Genç hızla mektubu ve gülü aldı, mektubu yırtarcasına açtı.


   " Öyle bakma bana demiş birgün şair şiirine, kelimen hecen acı kokuyor, nerenden okumaya başlasam içimi bir burukluk kaplıyor.

İz..

Yalandı.

Her şey.

Yalandı sana söylediklerim.

  Her gün geçtiğin sokağın senin kokunun emarelerini taşıyan o zalim köşenin başında, sarı ışıklı sokak lambasının altındaki dikilen aptal bir çocuktum ben. Sen geçersin diye saatlerce senin düşüncenle bekleyen, geçtiğinde içini burukça bir heyecan kaplayan küçük kız çocuğu. Ne balkonda oturdum seninle aynı şarkıyı dinlerken, ne de seni hayal ettim. Ben seni o sarı lambanın altından izledim, İz. Bilmedin, görmedin. Ki ben de gör istemedim.

  Hayal kuracak kadar kitap okumadım ben İz, hatta tek okuduğum kitabın yazarıydı aslında Oruç Aruoba. 

   Afili bir kül tabağım da olmadı, hep elimin üzerinde söndürdüm sigaramı . Elimin acısı etkilemedi beni, yüreğimin soğuk kuyularının acısı kadar. Yanımda boş bir sandalye yoktu da, yüreğimde bir tahta sahiptin sen. Boynuma bir ip gibi dolansaydın, seve seve o ipe asılabilirdim.

  Aşkın bir intihar olduğunu söylüyordun, çünkü daha önce sen de intihar etmiştin o yolda. Hatta bir keresinde, "En güzel ölüm benimkisi." demiştin, eklemiştin "Ölüm hep bu kadar olacaksa her zaman intihara teşebbüs ederim." 

     Gözümün önünde, günlerce acı çekmeni izlemem hayatın bana yaptığı büyük işkencelerden bir tanesiydi zaten İz. Bu hayat bana haddinden fazla yük bindirdi. Dizlerim çok titredi. Bu yük ile yaşayamazdım... 

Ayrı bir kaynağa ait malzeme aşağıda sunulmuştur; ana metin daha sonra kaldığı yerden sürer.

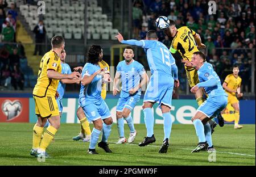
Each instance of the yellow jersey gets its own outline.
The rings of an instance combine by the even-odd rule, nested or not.
[[[170,48],[171,53],[175,53],[179,51],[184,60],[191,61],[193,53],[199,51],[193,37],[196,34],[194,31],[186,26],[177,29]],[[185,68],[188,70],[192,69],[187,66]]]
[[[236,78],[234,74],[230,74],[228,75],[225,79],[224,82],[226,83],[227,87],[232,90],[237,90],[237,88],[240,87],[241,83],[242,82],[242,79],[239,76]],[[236,96],[236,93],[230,93],[227,90],[225,90],[226,92],[228,94],[228,96]]]
[[[101,69],[104,69],[106,73],[109,73],[109,66],[106,62],[102,60],[99,62],[99,65]],[[106,83],[102,83],[102,91],[106,91]]]
[[[36,84],[33,90],[34,96],[42,98],[46,95],[55,95],[60,80],[49,79],[47,77],[49,69],[61,73],[60,58],[52,50],[46,53],[41,60]]]

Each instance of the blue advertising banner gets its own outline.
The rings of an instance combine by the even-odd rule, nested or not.
[[[115,108],[117,99],[109,98],[106,102],[110,110],[114,123],[116,123]],[[63,99],[63,112],[61,116],[62,123],[79,123],[76,116],[76,109],[79,107],[78,99],[64,98]],[[142,111],[143,99],[141,99],[131,112],[135,124],[144,124],[144,115]],[[191,119],[195,114],[197,104],[195,100],[173,100],[171,111],[174,124],[191,124]],[[255,124],[255,100],[242,100],[240,102],[240,124]],[[161,110],[155,104],[152,111],[155,116],[155,123],[162,124],[163,119]],[[35,101],[30,98],[30,122],[36,122],[35,115]]]

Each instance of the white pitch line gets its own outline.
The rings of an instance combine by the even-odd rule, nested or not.
[[[111,143],[111,144],[115,144],[115,142],[108,142]],[[137,144],[127,144],[127,143],[125,144],[125,145],[138,146],[138,145],[137,145]],[[147,145],[147,146],[156,147],[156,148],[159,148],[160,147],[160,146],[156,146],[156,145]],[[188,149],[188,148],[175,148],[175,147],[172,147],[171,148],[178,149],[183,149],[183,150],[193,150],[193,149]],[[216,151],[216,153],[222,153],[222,154],[232,154],[232,155],[242,155],[242,156],[255,157],[255,155],[240,154],[240,153],[236,153],[223,152],[223,151]]]

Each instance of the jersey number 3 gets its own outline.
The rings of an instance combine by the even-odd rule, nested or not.
[[[193,36],[192,36],[192,33],[191,32],[189,31],[188,32],[188,35],[186,36],[186,37],[184,37],[184,39],[183,39],[183,41],[184,41],[185,43],[187,42],[187,39],[188,39],[188,52],[191,52],[192,51],[192,50],[193,50],[194,49],[194,47],[192,46],[192,47],[191,47],[191,41],[192,41],[192,43],[194,43],[195,45],[196,45],[196,44],[195,44],[194,40],[193,40]]]

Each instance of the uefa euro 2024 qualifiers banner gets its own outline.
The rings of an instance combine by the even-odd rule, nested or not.
[[[110,110],[113,121],[116,123],[115,108],[118,99],[109,98],[106,99],[105,101]],[[64,98],[63,104],[63,112],[61,119],[61,123],[79,123],[76,115],[76,109],[79,107],[78,99]],[[141,99],[131,112],[135,124],[144,123],[142,104],[143,99]],[[155,123],[162,124],[163,123],[163,119],[161,110],[158,107],[158,104],[155,104],[152,109],[155,116]],[[171,111],[172,122],[174,124],[191,124],[191,117],[195,114],[197,107],[195,100],[173,100]],[[240,123],[255,124],[255,100],[241,100],[240,108]],[[233,117],[233,113],[232,110],[226,110],[225,115],[224,116],[229,117]],[[32,98],[30,98],[29,121],[30,123],[36,121],[36,116],[35,115],[35,102]]]
[[[108,98],[106,102],[111,111],[114,123],[116,123],[115,107],[118,99]],[[240,123],[255,124],[255,100],[240,101]],[[76,123],[79,121],[76,116],[76,109],[79,107],[77,98],[64,98],[63,100],[63,112],[61,121],[62,123]],[[144,124],[144,114],[142,111],[143,99],[138,103],[131,116],[135,124]],[[35,123],[35,101],[32,98],[0,98],[0,122],[30,122]],[[192,124],[191,117],[195,115],[197,108],[195,100],[173,100],[171,111],[174,124]],[[230,106],[223,115],[227,121],[233,121],[234,111]],[[157,104],[153,107],[155,124],[163,124],[161,110]]]

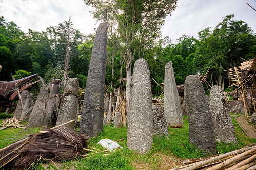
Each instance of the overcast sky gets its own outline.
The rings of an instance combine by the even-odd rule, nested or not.
[[[198,32],[207,27],[214,28],[223,17],[234,14],[256,32],[256,0],[178,0],[178,7],[166,18],[163,37],[168,36],[173,43],[183,34],[198,37]],[[71,16],[73,27],[88,34],[97,24],[89,11],[92,8],[83,0],[0,0],[0,16],[13,21],[25,32],[28,29],[45,31]]]

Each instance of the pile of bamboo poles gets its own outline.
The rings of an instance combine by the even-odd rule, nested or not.
[[[21,119],[15,117],[12,118],[8,118],[4,120],[1,124],[0,130],[6,129],[8,127],[14,127],[15,128],[18,128],[25,129],[25,127],[22,126],[26,126],[25,124],[22,123]]]
[[[256,169],[256,143],[220,155],[184,160],[171,170]]]

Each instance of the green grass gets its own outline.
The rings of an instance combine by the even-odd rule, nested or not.
[[[239,115],[239,114],[237,114]],[[232,117],[238,144],[217,143],[219,153],[224,153],[238,149],[243,146],[256,143],[256,139],[249,138],[239,127],[234,117]],[[182,128],[169,128],[169,138],[165,136],[153,137],[153,143],[151,150],[145,155],[139,154],[130,151],[127,148],[127,127],[116,128],[113,125],[103,127],[103,131],[97,137],[88,140],[90,146],[96,148],[99,151],[105,150],[97,144],[101,139],[108,138],[115,141],[122,138],[124,140],[119,142],[123,147],[122,149],[111,155],[104,156],[99,154],[88,159],[75,158],[72,161],[63,161],[56,164],[48,161],[49,169],[168,169],[175,167],[181,159],[194,158],[206,156],[207,155],[191,145],[189,142],[188,122],[184,117],[184,125]],[[7,143],[2,144],[5,136],[11,138],[21,131],[20,129],[8,128],[0,133],[0,146],[4,147]],[[10,143],[11,143],[11,142]],[[41,164],[34,166],[35,169],[44,169]]]

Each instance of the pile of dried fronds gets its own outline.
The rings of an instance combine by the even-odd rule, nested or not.
[[[22,126],[26,126],[25,124],[22,123],[21,119],[16,118],[8,118],[4,120],[1,124],[1,130],[6,129],[8,127],[14,127],[14,128],[19,128],[25,129],[25,127]]]
[[[256,143],[220,155],[185,160],[178,169],[256,169]]]
[[[83,155],[85,138],[73,131],[49,129],[0,150],[0,168],[29,169],[42,160],[71,160]]]

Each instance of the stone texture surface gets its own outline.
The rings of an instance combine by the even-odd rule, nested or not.
[[[209,154],[216,153],[212,116],[200,80],[196,75],[186,78],[185,91],[188,108],[189,142]]]
[[[232,119],[220,86],[213,86],[211,89],[210,110],[213,118],[216,139],[225,143],[237,143]]]
[[[121,116],[120,115],[120,113],[119,112],[116,112],[115,113],[114,125],[115,125],[115,127],[116,128],[121,127]]]
[[[168,126],[176,127],[183,125],[180,96],[171,61],[165,65],[164,113]]]
[[[104,116],[103,118],[103,125],[108,125],[108,122],[107,121],[107,115]]]
[[[103,127],[107,35],[107,24],[100,24],[92,48],[79,129],[80,133],[89,137],[96,136]]]
[[[256,123],[256,112],[254,112],[253,113],[252,113],[251,117],[250,117],[250,118],[249,119],[249,122],[251,124]]]
[[[50,87],[50,96],[47,101],[44,123],[44,126],[46,128],[51,128],[56,125],[60,106],[60,96],[57,95],[60,81],[60,79],[53,80]]]
[[[250,106],[250,100],[247,100],[248,103]],[[227,101],[229,113],[244,114],[244,105],[243,100],[232,100]]]
[[[145,154],[153,143],[153,114],[149,69],[142,58],[134,64],[127,115],[127,147]]]
[[[28,122],[28,127],[36,127],[44,125],[45,109],[50,94],[49,86],[42,86]]]
[[[62,128],[74,129],[75,122],[78,118],[78,95],[79,81],[78,79],[69,78],[64,89],[64,96],[62,101],[56,126],[74,119],[74,122],[62,126]]]
[[[22,98],[22,104],[23,107],[26,102],[26,100],[28,98],[28,94],[29,94],[28,90],[23,90],[21,92],[21,97]],[[24,108],[23,108],[24,109]],[[16,110],[15,110],[14,114],[13,115],[13,117],[16,118],[21,118],[21,116],[22,113],[22,102],[20,100],[18,100],[18,104],[16,107]]]
[[[162,136],[163,135],[169,137],[167,124],[164,114],[164,110],[160,106],[152,104],[153,112],[153,133]]]
[[[34,94],[32,93],[28,94],[21,115],[22,121],[27,122],[29,119],[32,112],[32,107],[34,105]]]

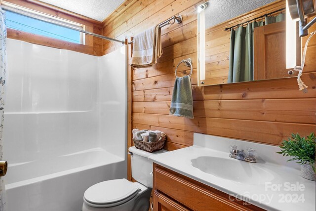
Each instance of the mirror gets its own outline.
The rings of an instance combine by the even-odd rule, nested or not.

   Öyle güzel gülümserdin ki, bazen sahip olmak istediğim tek zenginliğin gülüşün olmasını düşlerdim. Öyle mankenlere taş çıkaracak bir fiziğin, ya da renkli gözlerin yoktu ama, doğaldın, kasmazdın, ince ruhluydun sen. Zaten öyle güzel fiziğe de hoş yüze de ihtiyacın yoktu ki. Senin içten gelen bi güzelliğin vardı. Beni affet olur mu? Ruhunun kör kuyusundaki çizgide rahatsız kalmak istemiyorum.

  Öyle dışarıdan çevirilebilecek insanlara hiç benzemiyordun, aksine hiç dışarıdan çevirebileceğim birisi değildin sen İz. Özeldin, kendine özgüydün. Sevgi doluydun. Uçan kuşa bile gözlerinde saf bir sevgiyle bakabiliyordun. Hatta hatırlıyorum da, koyu sarı renkli bir kediye Patates Kızartması adını takmıştın, sonra kediye araba çarptığında günlerce üzüntüden evden bile çıkmamıştın.. Sen bu yüzden özeldin işte. 

  Ölmeden önce sana bir şey armağan edemediğimi farkettim sevgilim. Bu mektubu sana bir kız çocuğu getirecek, tıpkı senin yolunu gözlerken binbir farklı hayal kuran ben gibi bir kız çocuğu... Elinde beyaz bir gülle. Bu sana ilk armağanım. Belki basit bir hediyedir bu sana göre, ama bu gül benim için oldukça özel.

   Ve sevdiğim sana, o gece parmağını uzatıp sevgini akıttığın Ay'ı armağan ediyorum. Ay'ı sevmek ve izlemek için geceye ihtiyaç duyma. Sadece bakmasını, ve görmesini bil. Beraber izlediğimiz gökyüzü, dinlediğimiz tüm şarkıların boğuk notaları, o evinin önüne kadar uçan kağıttan uçak, sana emanet.

Rüyama sen, toprağıma kokun karışmak üzere. İyi geceler İz.' "



  Gülü koklamak için burnuna yaklaştırdığı zaman bir şey farketti. Bu gülün ortasında, iki yaprağın arasında ikişer damla kan vardı. Onun kanı. 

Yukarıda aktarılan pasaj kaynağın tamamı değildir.